We got talked to about keeping up with the group in front of us at least 3 times. 

Which brings to part two: putting.  They made each other putt EVERYTHING out! I mean, one footers, they putted out.  And she missed some.  A lot, really.  

And he…oh, my god, he did the newfangled alignment method on putts.  And paced them off.  Carefully (she did it foot-over-foot).  I will go back to — they HaD A CADDy!!! Who is paid to tell you what putts do…but, no, they slowly, methodically, did  their own thing.  And he did it even on those 2 foot putts. 

They were from Brooklyn.  The place could get a rep if people acted like this from there a lot. :)

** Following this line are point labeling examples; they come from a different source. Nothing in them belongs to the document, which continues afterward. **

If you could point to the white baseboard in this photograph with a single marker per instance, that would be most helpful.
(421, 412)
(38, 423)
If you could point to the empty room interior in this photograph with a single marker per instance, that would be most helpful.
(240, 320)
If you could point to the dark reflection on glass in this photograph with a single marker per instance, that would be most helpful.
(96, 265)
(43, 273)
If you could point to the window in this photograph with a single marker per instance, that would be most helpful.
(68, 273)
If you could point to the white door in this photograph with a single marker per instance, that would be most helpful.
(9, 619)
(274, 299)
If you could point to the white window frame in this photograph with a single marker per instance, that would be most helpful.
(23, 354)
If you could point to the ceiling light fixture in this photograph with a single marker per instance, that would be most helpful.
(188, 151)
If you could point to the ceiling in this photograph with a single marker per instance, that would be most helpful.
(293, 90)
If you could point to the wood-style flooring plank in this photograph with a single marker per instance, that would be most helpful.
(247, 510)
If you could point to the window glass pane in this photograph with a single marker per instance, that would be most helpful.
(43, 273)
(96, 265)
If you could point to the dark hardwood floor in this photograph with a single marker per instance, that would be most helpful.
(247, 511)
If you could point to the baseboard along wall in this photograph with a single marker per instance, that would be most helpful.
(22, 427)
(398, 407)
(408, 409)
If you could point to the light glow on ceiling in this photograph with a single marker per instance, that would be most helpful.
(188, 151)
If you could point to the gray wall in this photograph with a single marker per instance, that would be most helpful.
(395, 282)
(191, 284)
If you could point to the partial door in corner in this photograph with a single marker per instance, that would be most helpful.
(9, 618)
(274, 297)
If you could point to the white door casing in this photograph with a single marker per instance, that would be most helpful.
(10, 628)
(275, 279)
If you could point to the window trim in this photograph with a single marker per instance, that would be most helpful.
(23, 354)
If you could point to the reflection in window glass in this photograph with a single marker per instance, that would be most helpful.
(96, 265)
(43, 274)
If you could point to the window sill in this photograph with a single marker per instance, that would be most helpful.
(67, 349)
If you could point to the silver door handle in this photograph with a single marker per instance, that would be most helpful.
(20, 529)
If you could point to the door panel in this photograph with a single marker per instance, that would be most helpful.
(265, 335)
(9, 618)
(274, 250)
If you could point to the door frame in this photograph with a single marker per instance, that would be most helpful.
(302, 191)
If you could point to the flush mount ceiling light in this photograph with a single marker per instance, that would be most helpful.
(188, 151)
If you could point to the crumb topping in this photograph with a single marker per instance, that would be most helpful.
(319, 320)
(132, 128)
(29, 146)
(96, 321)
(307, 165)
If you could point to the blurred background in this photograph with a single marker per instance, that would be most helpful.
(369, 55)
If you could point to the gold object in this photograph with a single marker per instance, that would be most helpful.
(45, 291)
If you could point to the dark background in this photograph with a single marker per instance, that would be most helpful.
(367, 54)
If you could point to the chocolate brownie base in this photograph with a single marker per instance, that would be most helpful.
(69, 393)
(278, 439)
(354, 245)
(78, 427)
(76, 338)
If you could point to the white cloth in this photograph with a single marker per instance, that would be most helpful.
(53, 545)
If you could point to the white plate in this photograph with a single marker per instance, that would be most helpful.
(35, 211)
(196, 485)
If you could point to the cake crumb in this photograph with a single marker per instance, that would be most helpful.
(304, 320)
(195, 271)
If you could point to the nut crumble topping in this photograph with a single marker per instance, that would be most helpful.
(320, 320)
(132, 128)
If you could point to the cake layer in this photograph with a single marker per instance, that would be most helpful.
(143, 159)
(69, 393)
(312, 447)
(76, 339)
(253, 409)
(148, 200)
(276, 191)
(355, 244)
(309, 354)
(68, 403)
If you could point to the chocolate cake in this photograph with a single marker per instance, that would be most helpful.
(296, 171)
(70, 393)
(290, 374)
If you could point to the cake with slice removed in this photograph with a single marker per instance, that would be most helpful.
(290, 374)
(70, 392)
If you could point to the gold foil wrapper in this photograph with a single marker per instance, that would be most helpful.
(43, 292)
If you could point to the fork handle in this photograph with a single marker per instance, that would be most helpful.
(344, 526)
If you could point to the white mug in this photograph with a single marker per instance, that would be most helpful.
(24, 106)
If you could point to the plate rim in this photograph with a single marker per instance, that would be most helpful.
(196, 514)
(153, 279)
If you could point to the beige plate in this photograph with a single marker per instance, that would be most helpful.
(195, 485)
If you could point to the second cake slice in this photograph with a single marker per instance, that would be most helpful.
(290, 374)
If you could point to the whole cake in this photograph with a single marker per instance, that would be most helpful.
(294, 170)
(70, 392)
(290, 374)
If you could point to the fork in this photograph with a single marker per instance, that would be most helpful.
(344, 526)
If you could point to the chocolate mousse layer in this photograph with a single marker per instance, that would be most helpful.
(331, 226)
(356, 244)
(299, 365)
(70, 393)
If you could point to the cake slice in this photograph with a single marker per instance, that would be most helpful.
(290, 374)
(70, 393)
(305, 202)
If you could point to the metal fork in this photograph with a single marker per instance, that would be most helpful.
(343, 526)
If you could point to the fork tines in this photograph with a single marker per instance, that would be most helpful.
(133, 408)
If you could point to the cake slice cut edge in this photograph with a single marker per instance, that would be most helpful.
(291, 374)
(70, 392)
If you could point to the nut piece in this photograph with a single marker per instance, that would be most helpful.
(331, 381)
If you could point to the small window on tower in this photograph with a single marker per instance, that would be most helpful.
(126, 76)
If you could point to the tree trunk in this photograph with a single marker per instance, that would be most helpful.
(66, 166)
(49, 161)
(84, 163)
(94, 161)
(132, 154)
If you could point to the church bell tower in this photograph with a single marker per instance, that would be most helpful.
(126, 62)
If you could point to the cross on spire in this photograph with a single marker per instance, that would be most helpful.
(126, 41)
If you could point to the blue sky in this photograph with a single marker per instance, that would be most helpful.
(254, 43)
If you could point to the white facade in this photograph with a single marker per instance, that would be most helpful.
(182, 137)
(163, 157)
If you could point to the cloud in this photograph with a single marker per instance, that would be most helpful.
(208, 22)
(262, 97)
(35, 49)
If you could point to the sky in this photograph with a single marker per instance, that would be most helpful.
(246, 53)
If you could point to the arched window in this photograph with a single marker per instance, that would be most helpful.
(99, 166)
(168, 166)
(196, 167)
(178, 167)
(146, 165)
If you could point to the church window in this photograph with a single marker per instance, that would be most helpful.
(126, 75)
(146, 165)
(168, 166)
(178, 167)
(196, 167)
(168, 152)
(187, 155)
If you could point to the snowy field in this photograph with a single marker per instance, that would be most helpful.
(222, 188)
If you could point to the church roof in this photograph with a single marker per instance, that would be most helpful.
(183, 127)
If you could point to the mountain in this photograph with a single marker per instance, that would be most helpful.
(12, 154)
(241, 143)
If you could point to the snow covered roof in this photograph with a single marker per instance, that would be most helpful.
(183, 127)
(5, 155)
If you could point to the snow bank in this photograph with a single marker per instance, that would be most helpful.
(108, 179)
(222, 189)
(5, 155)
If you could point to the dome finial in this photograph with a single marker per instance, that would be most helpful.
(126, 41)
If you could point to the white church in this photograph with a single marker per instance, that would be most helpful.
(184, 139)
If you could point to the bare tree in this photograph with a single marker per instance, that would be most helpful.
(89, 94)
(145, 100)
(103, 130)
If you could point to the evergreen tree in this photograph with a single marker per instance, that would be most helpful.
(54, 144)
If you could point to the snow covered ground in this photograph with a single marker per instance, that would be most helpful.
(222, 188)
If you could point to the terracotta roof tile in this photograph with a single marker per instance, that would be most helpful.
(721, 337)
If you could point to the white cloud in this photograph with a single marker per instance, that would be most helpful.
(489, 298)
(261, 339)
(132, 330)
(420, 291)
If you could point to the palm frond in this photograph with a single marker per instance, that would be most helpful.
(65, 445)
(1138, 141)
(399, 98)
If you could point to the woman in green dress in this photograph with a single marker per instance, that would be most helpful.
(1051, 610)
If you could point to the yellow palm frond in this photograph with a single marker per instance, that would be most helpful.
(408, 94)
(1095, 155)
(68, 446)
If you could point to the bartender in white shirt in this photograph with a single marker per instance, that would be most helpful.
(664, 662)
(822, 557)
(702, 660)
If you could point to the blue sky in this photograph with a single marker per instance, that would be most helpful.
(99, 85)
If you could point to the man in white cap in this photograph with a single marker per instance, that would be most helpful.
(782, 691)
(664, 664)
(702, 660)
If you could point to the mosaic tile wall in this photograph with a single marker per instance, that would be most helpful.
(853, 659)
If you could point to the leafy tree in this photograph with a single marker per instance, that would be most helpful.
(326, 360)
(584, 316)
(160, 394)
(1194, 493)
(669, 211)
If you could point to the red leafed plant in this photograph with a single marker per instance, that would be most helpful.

They did not make small talk.  Every attempt ended in an awkward silence.  “You got nothing…” we both wanted to say to him.

It was so bad that KG refused to even consider having a post-round drink. :)

Stories to tell forever.  Oh, yeah, they both played dayglo colored golf balls; I told KG I would see her neon pink one rolling in my dreams tonight. 

The golf course was awesome, though. 

I met KG in Boston on Wednesday; it could not have gone better — he didn’t wait 5 minutes on the sidewalk at airport for me to arrive straight from Bloomsburg.  Then we went to downtown Boston — KG had not been there that he remembers.  We did the main old buildings and then went to hotel, cleaned up, and Ubered to Fenway. (I was sick of lobster signs early on Wednesday; today’s course’s logo was a lobster 🙄) 

It was a great game.  KG got great tickets right behind home plate.  The Red Sox hit four solo home runs; the Rays hit one homer, too.  It ended up being 4-3.  

Thursday the drive from Boston to wherever we are (my Canada geography needs work) took 13 hours.  And we lost an hour — my first time ever in the whatever time zone.  Weird that tonight’s basketball game starts at 930 😥 

The best thing about the area is it’s Scottish roots — they revel in it here.  I mean, the town we’re in is Inverness.  We passed through New Glasgow.  Our caddy today was from Dundee.  We have been told more than once that two generations ago people still spoke Gaelic here — they came from the UK to learn it since it was all but dead in Scotland.  They are big here on sheep farming.  

It’s already been fun, despite AC and DC on the course today, and there’s tonight’s dinner and fishing tomorrow (the fish tales have already begun)…wish us well.